The Presidential Office yesterday slammed a report that President Tsai Ing-wen’s (蔡英文) administration is mulling executing death-row inmates before November to assuage growing public discontent ahead of the local elections.
Online Chinese-language news outlet ETtoday yesterday morning cited anonymous sources as saying that Tsai, Minister of Justice Chiu Tai-san (邱太三) and other officials discussed at a meeting at the Presidential Office whether the government should carry out death sentences, among other topics.
The meeting was held amid growing public discontent over a spate of gruesome murders and the administration’s failure to execute any of the nation’s 43 death-row inmates since Tsai’s inauguration in May 2016, the report said.
Participants at the meeting were divided on whether death sentences should be carried out to salvage the administration’s declining approval ratings before the Nov. 24 nine-in-one local elections, the report said, adding that it would be a departure from Tsai’s campaign promise of abolishing the death penalty.
“However, a consensus was reached that the next person [to face execution] should not be someone from a long time ago and should be as high-profile as Cheng Chieh (鄭捷)... Otherwise, the execution might not serve as a deterrent,” ETtoday quoted the sources as saying.
Cheng, who killed four people and injured 23 on a Taipei Mass Rapid Transit train on May 21, 2014, was put to death on May 10, 2016. He was the last of the 33 inmates executed during former president Ma Ying-jeou’s (馬英九) tenure.

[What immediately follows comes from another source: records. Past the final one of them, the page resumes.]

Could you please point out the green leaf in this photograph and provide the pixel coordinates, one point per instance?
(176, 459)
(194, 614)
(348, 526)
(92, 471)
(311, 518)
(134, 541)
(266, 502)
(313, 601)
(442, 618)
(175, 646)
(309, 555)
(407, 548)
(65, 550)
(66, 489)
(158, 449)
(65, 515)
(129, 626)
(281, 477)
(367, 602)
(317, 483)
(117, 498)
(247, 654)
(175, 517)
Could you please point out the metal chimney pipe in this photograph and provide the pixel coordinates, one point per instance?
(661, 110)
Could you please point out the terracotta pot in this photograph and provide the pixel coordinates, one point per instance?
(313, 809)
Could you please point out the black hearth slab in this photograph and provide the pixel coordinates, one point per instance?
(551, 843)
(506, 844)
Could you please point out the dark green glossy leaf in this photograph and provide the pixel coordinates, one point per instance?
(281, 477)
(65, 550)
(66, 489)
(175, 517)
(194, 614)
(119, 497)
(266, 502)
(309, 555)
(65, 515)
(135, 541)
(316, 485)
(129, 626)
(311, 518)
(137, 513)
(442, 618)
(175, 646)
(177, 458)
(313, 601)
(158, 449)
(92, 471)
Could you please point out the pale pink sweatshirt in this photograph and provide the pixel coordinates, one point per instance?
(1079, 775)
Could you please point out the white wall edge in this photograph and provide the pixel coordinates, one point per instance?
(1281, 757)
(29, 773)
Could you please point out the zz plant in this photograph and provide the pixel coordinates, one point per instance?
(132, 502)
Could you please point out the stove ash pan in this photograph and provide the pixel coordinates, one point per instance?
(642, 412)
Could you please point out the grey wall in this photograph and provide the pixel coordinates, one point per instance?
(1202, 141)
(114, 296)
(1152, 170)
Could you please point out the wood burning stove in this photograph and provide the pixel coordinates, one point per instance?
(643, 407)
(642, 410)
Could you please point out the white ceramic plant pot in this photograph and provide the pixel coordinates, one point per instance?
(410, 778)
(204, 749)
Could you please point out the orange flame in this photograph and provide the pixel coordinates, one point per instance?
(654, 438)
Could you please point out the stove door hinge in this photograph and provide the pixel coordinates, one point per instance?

Presidential Office spokesman Sidney Lin (林鶴明) said Tsai has never called such a meeting, nor had she ever discussed the matter with Chiu.
“The news site fabricated the story that Tsai called such a meeting with the justice minister to talk about the death penalty,” Lin said, adding that the office would ask ETtoday to pull the article immediately to prevent fake information from misleading the public.
The Ministry of Justice also issued a statement dismissing the report, saying that Tsai has never invited Chiu to the Presidential Office to discuss the enforcement of the death penalty.
Taiwan from December 2005 to April 2010 observed a de facto moratorium on the death penalty, after which the Ma administration broke the hiatus, despite the nation’s incorporation of the UN International Covenant on Civil and Political Rights into domestic law in 2009.
The covenant calls for the abolition of the death penalty and restricts its application to only the “most serious crimes.”